Court to the Equal Employment Opportunity Commission: “Try Again” on Wellness Rules
In October 2016, the American Association of Retired Persons (AARP) sued the US Equal Employment Opportunity Commission (EEOC) in the US District Court for the District of Columbia seeking an injunction against the latest iteration of wellness program regulations. The final EEOC regulations issued last year offer employers a roadmap for offering employee wellness programs that pass muster as “voluntary” examinations under the Americans with Disabilities Act (ADA) and the Genetic Information Nondiscrimination Act of 2008 (GINA). In response, AARP argued that the EEOC failed to adequately justify the new rules and abused its regulatory power by reversing course on its long-standing position against wellness programs.

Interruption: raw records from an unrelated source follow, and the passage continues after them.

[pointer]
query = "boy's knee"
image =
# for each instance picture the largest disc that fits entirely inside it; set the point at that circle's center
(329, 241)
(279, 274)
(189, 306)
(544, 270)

This week, in yet another twist in the long and winding road of wellness program rules, the DC District Court agreed with AARP. The DC District court declined to vacate the regulations and instead ordered the EEOC to revisit the regulations, reasoning that that an abrupt change in the law would cause wide-spread disruption for employer-sponsored wellness programs. Key points in the DC District Court’s opinion include:
EEOC wellness regulations defined the 30 percent cap on incentives differently from the HIPAA definition of the 30 percent incentive cap.
The incongruity between the Health Insurance Portability and Accountability Act of 1996 (HIPAA) wellness regulations and the EEOC wellness regulations has caused plan sponsors confusion and additional issues in administering wellness programs as wellness programs must be analyzed under both HIPAA and EEOC regulations for compliance.
The DC District Court found nothing in the EEOC’s administrative record that explains the agency’s conclusion that a 30 percent incentive level is the appropriate measure for voluntariness.
While the EEOC reviews and responds to the DC District Court’s decision, the current EEOC wellness regulations remain in effect.